Hugo Folch of Cardona and Gandía, known as "the Navarrese" (?, ~1405 - ?, ~1470) was Duke of Gandía (1425-1433) and gentleman of Guadalest. He was son of the count of Cardona Juan Ramón Folch and of Cardona, and Joana of Gandía. In 1412, due to the death of his maternal grandfather Alfonso of Aragon and Foix, he inherited the Señoría of Ondara and Gandia.

Gandia was very active the sugar industry. Hugo of Cardona possessed the monopoly to exploit sugar in Gandia. He sold the business during the second half of the 15th century to the  stockists of the Magna Societas Alemannorum of Ravensburg.

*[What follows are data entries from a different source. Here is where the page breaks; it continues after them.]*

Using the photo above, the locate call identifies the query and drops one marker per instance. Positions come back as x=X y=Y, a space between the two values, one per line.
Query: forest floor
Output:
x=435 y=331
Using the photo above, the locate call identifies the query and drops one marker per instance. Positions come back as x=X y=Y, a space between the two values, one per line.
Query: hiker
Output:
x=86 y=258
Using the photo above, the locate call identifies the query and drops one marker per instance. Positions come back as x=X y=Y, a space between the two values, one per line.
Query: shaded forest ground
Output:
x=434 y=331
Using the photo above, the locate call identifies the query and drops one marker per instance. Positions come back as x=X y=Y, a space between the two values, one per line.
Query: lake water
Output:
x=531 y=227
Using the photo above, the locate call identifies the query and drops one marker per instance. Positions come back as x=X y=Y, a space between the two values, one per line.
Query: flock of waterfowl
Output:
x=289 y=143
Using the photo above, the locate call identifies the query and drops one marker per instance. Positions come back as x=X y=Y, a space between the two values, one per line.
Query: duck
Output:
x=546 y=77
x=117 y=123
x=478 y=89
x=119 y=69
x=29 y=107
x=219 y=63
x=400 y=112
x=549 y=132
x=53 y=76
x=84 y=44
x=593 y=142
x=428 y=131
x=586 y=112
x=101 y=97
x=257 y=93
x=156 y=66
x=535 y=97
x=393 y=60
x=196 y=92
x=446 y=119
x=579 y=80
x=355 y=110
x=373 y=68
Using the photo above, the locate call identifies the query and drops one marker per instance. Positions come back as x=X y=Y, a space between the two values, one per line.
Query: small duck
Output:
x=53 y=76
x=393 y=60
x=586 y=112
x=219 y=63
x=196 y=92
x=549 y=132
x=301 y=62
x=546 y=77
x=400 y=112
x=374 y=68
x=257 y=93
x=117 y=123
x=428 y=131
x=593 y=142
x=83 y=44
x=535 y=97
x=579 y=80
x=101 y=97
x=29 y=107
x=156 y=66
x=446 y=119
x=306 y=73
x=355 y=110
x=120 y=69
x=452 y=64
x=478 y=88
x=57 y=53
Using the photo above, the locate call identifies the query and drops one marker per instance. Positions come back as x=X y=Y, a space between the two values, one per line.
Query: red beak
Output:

From his mother he inherited, Calasanz and Sanui in Ribagorza, and Guadalest and Confrides in the Kingdom of Valencia. He received the barony of Guadalest in the inheritance of his mother. In 1424 he joined the king Alfonso V of Aragon in Kingdom of Naples. He established himself in Valencia, where in 1476 he litigated against his son Juan. In 1427 Hugo de Cardona married Blanca of Navarre, lady of Caparrosso, Aézcoa, Carazar and Caseda, daughter of Juana of Navarra who was natural daughter of the king Charles II of Navarre.

With this wife he had four children: 
 Juan of Cardona and of Navarra baron of Guadalest and greater butler of Charles III of Navarre.
 Beatriz of Cardona.
 Onofre of Cardona, baron of Guadalest, married Beatriu Bou, of the family Bou, gentlemen of Callosa and Tàrbena.